As the week went on my symptoms began to improve and my temperature lowered and I began to feel better than I had. The biggest problem I had though by this point was with my veins. By then I was on my third week in hospital and on IVs and having regular blood tests. My veins are only small and thin and the drug is very toxic, so every time I had a cannula put in, it would only last for half a day before it needed changing again, because not only was it sore at the entry point, but the drug caused bruising, swelling and blistering up my arms as my veins couldn't cope. It was decided to change to using long lines, as they are supposed to last much longer, but I was only managing a day or two using these, as my arms were so pianful.  It was a struggle for the doctors and nurses to find any veins for the next line each time and they were actually having to undertake ultrasound scans on my arms to try and locate any decent veins. I had been booked to have a Pic line put in my arm at Addenbrookes to ease things, but as it was Christmas there wasn't any availability to have this done until after the New Year.

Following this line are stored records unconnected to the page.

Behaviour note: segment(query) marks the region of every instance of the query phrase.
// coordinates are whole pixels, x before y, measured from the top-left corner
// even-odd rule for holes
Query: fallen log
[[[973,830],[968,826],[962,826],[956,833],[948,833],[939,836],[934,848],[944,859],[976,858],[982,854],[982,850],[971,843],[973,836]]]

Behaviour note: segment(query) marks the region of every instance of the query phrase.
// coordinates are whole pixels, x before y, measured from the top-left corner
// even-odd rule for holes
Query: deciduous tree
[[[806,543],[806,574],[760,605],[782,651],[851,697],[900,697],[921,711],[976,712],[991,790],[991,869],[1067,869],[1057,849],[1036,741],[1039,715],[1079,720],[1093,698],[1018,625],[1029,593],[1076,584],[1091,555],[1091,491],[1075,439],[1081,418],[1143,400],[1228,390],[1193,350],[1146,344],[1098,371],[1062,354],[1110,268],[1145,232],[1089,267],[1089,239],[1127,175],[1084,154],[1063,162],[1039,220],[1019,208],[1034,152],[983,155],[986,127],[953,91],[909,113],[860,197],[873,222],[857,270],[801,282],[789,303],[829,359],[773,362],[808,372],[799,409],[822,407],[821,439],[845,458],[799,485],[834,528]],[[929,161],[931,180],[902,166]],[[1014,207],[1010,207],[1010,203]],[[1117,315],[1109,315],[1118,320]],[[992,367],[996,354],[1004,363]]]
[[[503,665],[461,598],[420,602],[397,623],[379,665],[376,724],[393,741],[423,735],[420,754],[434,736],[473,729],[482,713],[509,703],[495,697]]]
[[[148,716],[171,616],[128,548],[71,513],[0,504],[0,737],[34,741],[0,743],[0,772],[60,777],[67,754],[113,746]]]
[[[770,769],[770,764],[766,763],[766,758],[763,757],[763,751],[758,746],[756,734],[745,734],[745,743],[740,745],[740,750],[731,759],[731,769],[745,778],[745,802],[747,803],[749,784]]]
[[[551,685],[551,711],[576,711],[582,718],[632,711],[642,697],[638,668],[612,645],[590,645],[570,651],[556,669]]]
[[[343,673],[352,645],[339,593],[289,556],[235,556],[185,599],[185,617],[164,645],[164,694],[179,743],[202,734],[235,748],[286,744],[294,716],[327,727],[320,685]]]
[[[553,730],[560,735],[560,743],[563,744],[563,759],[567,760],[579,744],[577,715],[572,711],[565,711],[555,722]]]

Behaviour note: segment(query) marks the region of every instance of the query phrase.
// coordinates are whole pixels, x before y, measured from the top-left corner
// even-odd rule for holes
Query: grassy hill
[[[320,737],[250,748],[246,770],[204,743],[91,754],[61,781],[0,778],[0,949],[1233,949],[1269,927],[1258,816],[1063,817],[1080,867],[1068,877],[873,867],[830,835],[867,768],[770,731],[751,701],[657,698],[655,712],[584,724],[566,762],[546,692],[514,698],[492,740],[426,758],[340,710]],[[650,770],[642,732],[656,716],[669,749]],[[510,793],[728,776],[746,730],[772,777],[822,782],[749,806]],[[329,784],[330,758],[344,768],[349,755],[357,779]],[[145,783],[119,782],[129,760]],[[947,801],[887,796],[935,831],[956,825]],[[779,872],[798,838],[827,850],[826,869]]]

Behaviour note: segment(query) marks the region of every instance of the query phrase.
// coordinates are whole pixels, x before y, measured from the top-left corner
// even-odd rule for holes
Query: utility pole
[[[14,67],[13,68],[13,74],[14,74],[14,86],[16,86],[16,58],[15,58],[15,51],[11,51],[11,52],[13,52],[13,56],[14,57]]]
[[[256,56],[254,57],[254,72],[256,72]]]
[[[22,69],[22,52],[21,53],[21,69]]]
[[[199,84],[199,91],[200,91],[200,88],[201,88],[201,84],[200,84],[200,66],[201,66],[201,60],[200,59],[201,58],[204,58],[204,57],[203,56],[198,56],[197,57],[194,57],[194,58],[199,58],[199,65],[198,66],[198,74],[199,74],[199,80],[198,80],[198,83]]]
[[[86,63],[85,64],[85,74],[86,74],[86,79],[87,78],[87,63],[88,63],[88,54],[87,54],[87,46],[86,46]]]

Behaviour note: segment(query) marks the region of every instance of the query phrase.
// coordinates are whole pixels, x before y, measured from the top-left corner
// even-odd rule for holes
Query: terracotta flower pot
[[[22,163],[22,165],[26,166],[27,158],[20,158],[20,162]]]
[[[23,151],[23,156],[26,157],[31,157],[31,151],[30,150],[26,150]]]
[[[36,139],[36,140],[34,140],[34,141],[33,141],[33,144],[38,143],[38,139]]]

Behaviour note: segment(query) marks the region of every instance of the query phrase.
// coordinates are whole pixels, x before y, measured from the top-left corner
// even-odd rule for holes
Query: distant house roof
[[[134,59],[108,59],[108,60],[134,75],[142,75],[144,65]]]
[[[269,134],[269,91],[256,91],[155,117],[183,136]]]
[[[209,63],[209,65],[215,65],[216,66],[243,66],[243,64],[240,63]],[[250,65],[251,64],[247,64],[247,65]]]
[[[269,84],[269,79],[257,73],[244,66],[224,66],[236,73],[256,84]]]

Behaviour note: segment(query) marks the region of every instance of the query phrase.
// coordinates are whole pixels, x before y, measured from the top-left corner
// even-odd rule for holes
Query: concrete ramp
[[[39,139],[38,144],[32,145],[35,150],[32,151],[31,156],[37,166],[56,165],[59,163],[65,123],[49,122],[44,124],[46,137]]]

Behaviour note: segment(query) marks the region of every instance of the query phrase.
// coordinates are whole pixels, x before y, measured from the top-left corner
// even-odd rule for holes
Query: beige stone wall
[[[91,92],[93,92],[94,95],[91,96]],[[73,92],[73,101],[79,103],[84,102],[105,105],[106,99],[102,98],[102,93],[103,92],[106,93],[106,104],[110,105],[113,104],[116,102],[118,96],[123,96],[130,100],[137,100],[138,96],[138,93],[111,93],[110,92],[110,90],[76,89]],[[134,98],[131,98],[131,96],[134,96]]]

Luckily on New Year's eve, my test results came through showing that my CMV levels had lowered again and although they were still in the thousands, they were low enough for me to switch to the oral medication Valganciclovir. It was a huge relief as it meant no more IVs or pain in my arms and also that I could go home and start my New Year waking up at home in my own bed!

Now I need to go to clinic each week to ensure the virus levels are still decreasing and check my blood levels as my immunesuppressant drugs had to be altered quite drastically so I could fight the virus and to stop it going out of control. It's going to take some time to get this all back in balance once more and probably at least six months on the oral medication for the CMV.  I also had to be taken off some of my more routine medication, which helps to protect my heart because of the damage to my liver. Hopefully these will be reinstated soon as things become more settled.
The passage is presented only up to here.